Manage Privilege Management for Networks Policies
Privilege Management for Networks policy is managed from the Policy Management > Server Details > Privilege Management for Networks section. From here, you can add, delete, or clone a policy, as well as configure the settings for Privilege Management for Networks.
Privilege Management for Networks management is divided into sub-sections, which allow you to edit settings according to your specific parameters.
Configure core policy options, including sections for login sequence and policy-wide defaults.
The following configuration options are available:
- Core Policy Configuration Options: Enter a name for the policy, a symbol for the prompt you want to display, and a remote prompt. The remote prompt is what the system waits to see before letting the user type. Enter the time (in seconds) for the command and prompt wait.
- Login Sequence Configuration Options: Select whether input is allowed or not, and then type in a message to display when the login sequence is successful or unsuccessful.
- Successful Login Search Strings: This is what the device outputs when a login is successful.
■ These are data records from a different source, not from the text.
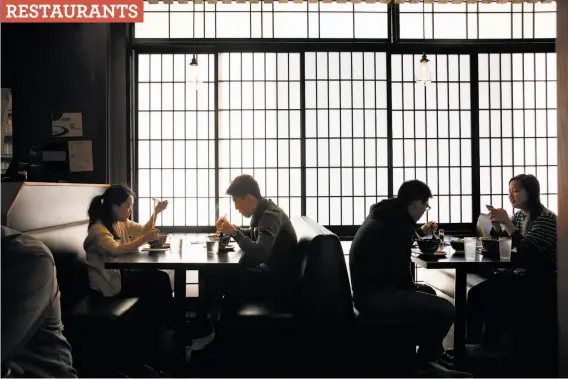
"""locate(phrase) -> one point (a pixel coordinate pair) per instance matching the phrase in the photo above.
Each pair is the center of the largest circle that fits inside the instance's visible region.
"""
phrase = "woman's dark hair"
(101, 206)
(244, 185)
(530, 184)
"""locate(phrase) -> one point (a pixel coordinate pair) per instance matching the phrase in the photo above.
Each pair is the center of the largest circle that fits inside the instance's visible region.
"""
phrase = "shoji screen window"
(517, 124)
(259, 127)
(346, 135)
(432, 133)
(175, 130)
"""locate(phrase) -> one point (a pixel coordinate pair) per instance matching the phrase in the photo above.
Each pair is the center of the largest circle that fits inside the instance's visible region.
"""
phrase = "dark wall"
(65, 68)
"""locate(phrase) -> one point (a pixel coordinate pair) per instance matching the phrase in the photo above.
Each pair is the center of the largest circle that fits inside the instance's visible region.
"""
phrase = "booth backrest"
(66, 245)
(324, 293)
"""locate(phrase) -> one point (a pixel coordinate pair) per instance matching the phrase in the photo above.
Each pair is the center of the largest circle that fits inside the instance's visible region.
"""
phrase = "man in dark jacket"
(270, 245)
(33, 344)
(380, 269)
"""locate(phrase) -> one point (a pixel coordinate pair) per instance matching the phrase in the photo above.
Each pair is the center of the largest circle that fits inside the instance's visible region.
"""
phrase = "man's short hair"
(244, 185)
(413, 190)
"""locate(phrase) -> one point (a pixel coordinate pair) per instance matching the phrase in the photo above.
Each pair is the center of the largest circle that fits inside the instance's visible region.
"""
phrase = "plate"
(229, 247)
(437, 254)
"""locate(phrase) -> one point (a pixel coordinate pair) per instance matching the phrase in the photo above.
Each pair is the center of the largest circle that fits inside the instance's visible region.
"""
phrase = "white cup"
(505, 248)
(469, 246)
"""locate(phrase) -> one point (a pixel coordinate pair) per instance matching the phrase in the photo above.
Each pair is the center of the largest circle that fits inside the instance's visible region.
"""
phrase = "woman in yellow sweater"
(111, 234)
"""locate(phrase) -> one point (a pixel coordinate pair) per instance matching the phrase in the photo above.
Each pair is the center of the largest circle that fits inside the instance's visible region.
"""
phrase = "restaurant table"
(456, 260)
(187, 252)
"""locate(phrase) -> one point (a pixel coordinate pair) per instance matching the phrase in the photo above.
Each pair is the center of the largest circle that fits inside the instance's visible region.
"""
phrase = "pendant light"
(193, 74)
(423, 75)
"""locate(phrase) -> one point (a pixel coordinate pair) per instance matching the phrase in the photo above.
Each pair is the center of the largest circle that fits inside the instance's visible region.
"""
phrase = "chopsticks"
(219, 230)
(481, 227)
(154, 213)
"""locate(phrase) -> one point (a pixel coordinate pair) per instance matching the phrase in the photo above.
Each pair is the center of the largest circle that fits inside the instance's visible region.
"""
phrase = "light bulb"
(193, 75)
(423, 75)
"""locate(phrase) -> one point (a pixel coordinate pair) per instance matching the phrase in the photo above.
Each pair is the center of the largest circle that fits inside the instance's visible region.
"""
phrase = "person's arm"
(246, 231)
(159, 208)
(399, 261)
(257, 252)
(498, 233)
(106, 242)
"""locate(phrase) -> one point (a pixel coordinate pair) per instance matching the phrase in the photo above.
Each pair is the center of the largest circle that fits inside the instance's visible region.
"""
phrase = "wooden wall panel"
(562, 63)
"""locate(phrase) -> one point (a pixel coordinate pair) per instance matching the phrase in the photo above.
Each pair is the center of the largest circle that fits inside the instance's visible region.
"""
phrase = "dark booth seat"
(77, 299)
(97, 328)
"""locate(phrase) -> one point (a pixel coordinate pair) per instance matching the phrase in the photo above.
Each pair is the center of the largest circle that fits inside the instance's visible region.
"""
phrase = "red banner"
(74, 11)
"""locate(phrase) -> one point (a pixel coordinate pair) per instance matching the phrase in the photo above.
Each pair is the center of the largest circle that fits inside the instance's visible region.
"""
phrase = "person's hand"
(499, 215)
(219, 223)
(152, 235)
(429, 228)
(160, 206)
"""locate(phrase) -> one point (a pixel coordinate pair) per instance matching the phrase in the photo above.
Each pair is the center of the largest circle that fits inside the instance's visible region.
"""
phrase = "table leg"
(460, 302)
(179, 339)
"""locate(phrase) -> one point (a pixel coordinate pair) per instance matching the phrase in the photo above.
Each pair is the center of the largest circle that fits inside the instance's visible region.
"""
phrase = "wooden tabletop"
(192, 256)
(453, 259)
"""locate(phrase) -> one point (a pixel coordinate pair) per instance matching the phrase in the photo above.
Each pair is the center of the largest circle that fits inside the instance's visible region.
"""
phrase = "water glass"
(504, 248)
(470, 246)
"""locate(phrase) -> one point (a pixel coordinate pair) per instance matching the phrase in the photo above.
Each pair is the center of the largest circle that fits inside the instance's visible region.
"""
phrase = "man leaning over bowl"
(271, 260)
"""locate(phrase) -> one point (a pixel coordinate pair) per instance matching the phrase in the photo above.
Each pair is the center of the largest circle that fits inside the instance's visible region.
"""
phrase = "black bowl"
(159, 242)
(490, 245)
(428, 246)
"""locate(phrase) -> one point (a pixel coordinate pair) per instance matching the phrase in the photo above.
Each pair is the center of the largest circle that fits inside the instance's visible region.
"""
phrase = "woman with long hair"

For example, the search string output can be set to last login. In this scenario, when you log in to your machine, the last login message is displayed to indicate you have successfully authenticated.
- Password Matching Search Strings: These are values to look for, should the user be prompted to enter a password. The policy will read the output from the remote system, such as a router, and if the output matches one of these configured values, this means the system is asking for authentication.
- Prerun Commands: These are run before the policy is executed. For example, if the policy sets the value of prompt to Prompt, then you know you are ready for input when you receive the prompt message.
Variables must be defined within a policy. This section is used to configure variables, set defaults, and mark variables as read-only. Strings, numbers, booleans, and lists are supported. Variables may be flagged as read-only. When finished, click Save.
This section enables configuration of keyboard input. To set a key mapping, use the Default $Editor dropdown to choose the policy’s default editor type (vi or emacs), and then click the + option next to the keyboard action. A message displays, indicating the system is waiting for input. While BIUL is listening for keystrokes, input the key or key combination you want to set. Key bindings can be cleared by selecting the X next to the binding. When finished, click Save.
In this section, you can configure word completion to assist policy end users. The configured value is compared against provided words and lines and enables autocomplete if a match is found. The user can then use the autocomplete key (Tab) to accept the matching value. When finished, click Save.
Macros can be used to quickly rewrite commands. Regular expressions are used to compare content. When a match is found, the command is re-written to the provided value and is automatically accepted. When finished, click Save.
The core of Privilege Management for Networks is handled in this section. The Rules summary page allows you to create a new Rule or reorder them.
To add a new item, click Add New Rule. This brings up the Rule Details page. This is the same page that displays when you click on the chevron icon to edit an existing rule.
Within the editor one or more matches can be created where a match is a check of some sort. For example, variable equality or a regular expression result. More than one match can be joined together using either a logical and or logical or. If a match is found, the associated actions that are invoked can be configured using editor. Matches can have zero to many actions.
On the Privilege Management for Networks page, click Create New Policy, enter the Policy name, and click Create.
Delete a Policy
On the Privilege Management for Networks page, click the trash bin icon on the policy you want to remove. Click OK to confirm.
Clone a Policy
You may want to clone a policy in order to make a backup, or use it as a template to create a new one. On the Privilege Management for Networks page, click the clone icon on an existing policy, enter a unique Policy name, and click Clone.
Each policy requires a unique name. In order to clone a policy, you must give it a new name; otherwise, the Clone button does not activate.
Configure Privilege Management for Networks
To configure Privilege Management for Networks, the path to a valid Password Safe runfile script and certificate must be provided, as well as a list of Password Safe servers that can provide credentials.
To configure Privilege Management for Networks:
- Go to the Policy Management page.
- In the Hostname list, select a server entry.
- Click the Quick Actions menu and select Configure Privilege Management for Networks.
- Configure the following options:
- Password Safe Runfile
- Certificate path
- Password Safe Servers
- When the configuration is complete, click Save.